Inflammatory myofibroblastic tumor of the mesentery with a SQSTM1::ALK fusion responding to alectinib

Abstract

Background: Inflammatory myofibroblastic tumor (IMT) is an ultra-rare soft tissue neoplasm associated with fusion proteins encompassing the anaplastic lymphoma kinase (ALK) protein fused to a variety of partner proteins. Data regarding response to ALK-targeting agents based on fusion partner is limited.

Case: A 30-year-old female sought emergency care after onset of abdominal and lower back pain in 2019. Computed tomography (CT) demonstrated a cystic, mesenteric mass within the pelvis measuring up to 8.9 cm. Complete laparoscopic excision of the mass from the mesentery of the right colon and terminal ileum was performed. Pathologic assessment revealed IMT with a fusion between sequestosome 1 and ALK (SQSTM1::ALK), described in only two other cases of IMT. Four months after surgery, CT revealed multi-focal, unresectable disease recurrence. She was referred to the University of Washington/Fred Hutchinson Cancer Center and placed on therapy with alectinib, after which she experienced a partial response. Three years after IMT recurrence, disease remains under control.

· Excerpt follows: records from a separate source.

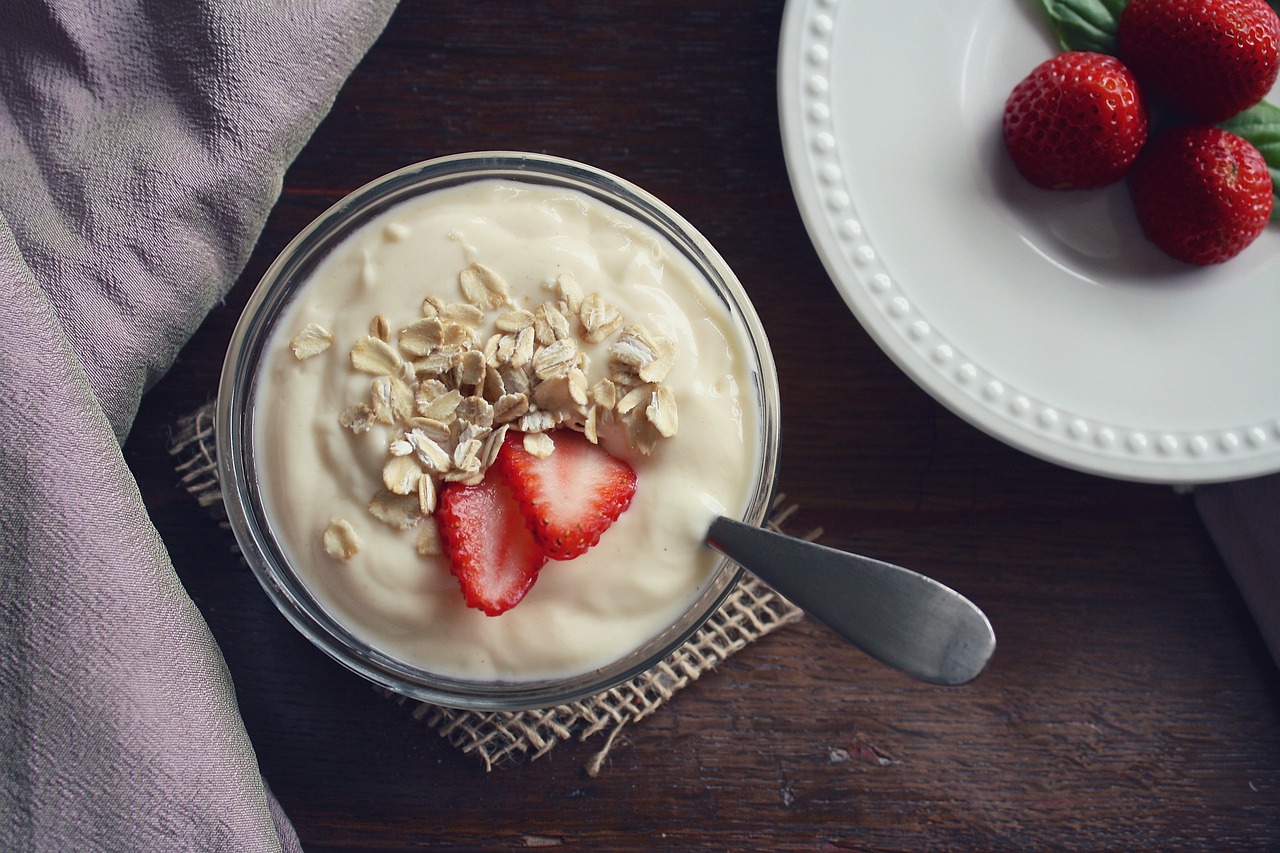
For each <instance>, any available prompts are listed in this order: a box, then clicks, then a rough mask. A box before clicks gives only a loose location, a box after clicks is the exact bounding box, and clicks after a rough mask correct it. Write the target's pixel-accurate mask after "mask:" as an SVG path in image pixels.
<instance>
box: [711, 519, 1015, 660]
mask: <svg viewBox="0 0 1280 853" xmlns="http://www.w3.org/2000/svg"><path fill="white" fill-rule="evenodd" d="M707 544H709V546H710V547H712V548H714V549H716V551H719V552H721V553H723V555H724V556H727V557H728V558H730V560H732V561H733V562H736V564H739V565H740V566H742V567H744V569H746V570H748V571H750V573H751V574H754V575H755V576H758V578H759V579H760V580H763V581H764V583H767V584H769V585H771V587H772V588H773V589H776V590H777V592H780V593H782V596H785V597H786V598H787V599H790V601H791V602H792V603H795V605H796V606H797V607H800V608H801V610H804V611H805V612H808V613H809V615H810V616H813V617H815V619H817V620H818V621H820V622H823V624H826V625H827V626H828V628H831V629H832V630H835V631H836V633H837V634H840V635H841V637H844V638H845V639H847V640H849V642H850V643H852V644H854V646H856V647H859V648H860V649H863V651H864V652H867V653H868V654H870V656H872V657H874V658H877V660H879V661H881V662H883V663H887V665H890V666H892V667H895V669H897V670H901V671H902V672H906V674H908V675H911V676H915V678H918V679H920V680H923V681H928V683H929V684H943V685H956V684H965V683H966V681H972V680H973V679H975V678H977V676H978V674H979V672H982V670H983V667H986V665H987V661H988V660H991V654H992V652H995V649H996V635H995V633H993V631H992V629H991V622H989V621H988V620H987V617H986V615H983V612H982V611H980V610H978V607H977V606H975V605H974V603H973V602H970V601H969V599H968V598H965V597H964V596H961V594H960V593H957V592H955V590H954V589H950V588H947V587H945V585H942V584H940V583H938V581H936V580H933V579H932V578H925V576H924V575H922V574H918V573H915V571H911V570H909V569H902V567H901V566H895V565H891V564H887V562H881V561H879V560H872V558H869V557H861V556H858V555H855V553H847V552H845V551H837V549H835V548H828V547H826V546H819V544H815V543H813V542H805V540H804V539H796V538H794V537H788V535H783V534H781V533H773V532H772V530H765V529H763V528H758V526H754V525H749V524H742V523H741V521H733V520H730V519H724V517H719V519H716V521H713V523H712V526H710V530H709V532H708V533H707Z"/></svg>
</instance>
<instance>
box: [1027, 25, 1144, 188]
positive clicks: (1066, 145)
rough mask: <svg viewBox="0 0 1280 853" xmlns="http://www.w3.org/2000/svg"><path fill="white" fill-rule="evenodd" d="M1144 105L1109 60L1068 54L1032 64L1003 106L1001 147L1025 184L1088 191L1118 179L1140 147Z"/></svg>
mask: <svg viewBox="0 0 1280 853" xmlns="http://www.w3.org/2000/svg"><path fill="white" fill-rule="evenodd" d="M1147 128H1148V118H1147V104H1146V100H1144V99H1143V95H1142V91H1140V90H1139V87H1138V82H1137V81H1135V79H1134V77H1133V74H1132V73H1130V72H1129V69H1128V68H1125V65H1124V64H1123V63H1121V61H1120V60H1119V59H1116V58H1115V56H1108V55H1106V54H1097V53H1091V51H1080V50H1071V51H1066V53H1064V54H1059V55H1057V56H1053V58H1052V59H1050V60H1047V61H1044V63H1042V64H1039V65H1038V67H1036V69H1034V70H1032V73H1030V74H1028V76H1027V77H1025V78H1024V79H1023V81H1021V82H1020V83H1018V86H1015V87H1014V91H1012V92H1011V93H1010V95H1009V100H1007V101H1006V102H1005V119H1004V131H1005V146H1006V147H1007V149H1009V154H1010V156H1011V158H1012V159H1014V165H1015V167H1018V170H1019V172H1021V173H1023V177H1025V178H1027V179H1028V181H1030V182H1032V183H1034V184H1036V186H1037V187H1044V188H1046V190H1089V188H1092V187H1102V186H1106V184H1108V183H1114V182H1116V181H1119V179H1120V178H1123V177H1124V175H1125V173H1126V172H1128V170H1129V167H1132V165H1133V161H1134V160H1135V159H1137V158H1138V152H1139V151H1142V146H1143V145H1146V142H1147Z"/></svg>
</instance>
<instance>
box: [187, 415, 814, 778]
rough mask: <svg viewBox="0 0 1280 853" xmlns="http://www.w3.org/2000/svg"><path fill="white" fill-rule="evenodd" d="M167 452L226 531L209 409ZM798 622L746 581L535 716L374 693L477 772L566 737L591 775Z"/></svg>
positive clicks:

Conclusion: This is the third reported case of IMT associated with the novel SQSTM1::ALK fusion protein, and the second treated with alectinib. Treatment with the ALK inhibitor alectinib appears to be active in this setting.

Keywords: alectinib; anaplastic lymphoma kinase; inflammatory myofibroblastic tumor; sequestosome 1.

FIGURE 1

Computed tomography of the abdomen and pelvis. (A) Coronal images at time of diagnosis, demonstrating an 8.9 cm mesenteric mass. (B) Coronal images obtained 4 months after resection, with circles indicating sites of disease recurrence. (C) Axial image obtained 3 months after initiation of alectinib treatment. A 2 cm tumor mass is circled. (D) Axial image at similar level as that in image (C), obtained 14 months after initiation of alectinib treatment. The previously noted mass is now less than 1 cm maximal dimension.

FIGURE 2

Images obtained during complete laparoscopic resection. (A) Mesenteric mass in situ. (B) Mesentery after tumor and small bowel resection.

FIGURE 3

Histopathology of mesenteric mass obtained after resection. (A) Histologic appearance of the neoplasm demonstrating eosinophilic spindle cells with background mixed inflammatory infiltrate typical of inflammatory myofibroblastic tumor (H&E, 400×). (B) An area of the neoplasm demonstrating more epithelioid cells with greater nuclear pleomorphism within a somewhat myxocollagenous matrix. Mitotic figures, including an atypical tripolar mitosis, are present (H&E, 400×). (C) Immunohistochemical staining for ALK expression using a D5F3 antibody clone shows diffuse cytoplasmic expression (400×).

FIGURE 4

SQSTM1::ALK fusion identified by RNA‐seq. (A) The structures of SQSTM1 (blue boxes), ALK (gray boxes), and SQSTM1::ALK fusion transcript with their functional protein domains. SQSTM1::ALK fusion transcript has 3′ end of exon 5 of SQSTM1 fused (::) with 5′ end of exon 19 of ALK. Untranslated regions (5′ UTR and 3′ UTR) are shown as narrow bars. Exons are shown as boxes with numbers. The keys of protein domains are shown in the wider boxes behind exons with letters: for the domain structure of SQSTM1/p62 protein, KIR, Keap1‐interacting region; LB, LIM protein‐binding; LDL, low‐density lipoprotein receptor domain class A; LIR, LC3‐interacting region; MAM, meprin, A5 protein, and Mu domain; PB1, Phox and Bem1p; SP, signal peptide; TB, TRAF6‐binding domain; TM, transmembrane region; Tyr Kinase, tyrosine kinase domain; UBA, ubiquitin‐associated; for the domain structure of ALK protein; ZZ, Zinc finger. The blue lines and arrows indicate the breakpoints and fusion points. (B) Representative sequence reads over the breakpoints of the SQSTM1::ALK fusions by paired‐end RNA sequencing, including exon mapping of chimeric transcripts to the reference sequence at base resolution with amino acid translation in frame. Total BAM coverages of the breakpoints (~200 reads) were shown as gray bar scale. Examples of next‐generation sequencing reads over the breakpoints were shown in red bars (R1 reads) and blue bars (R2 reads).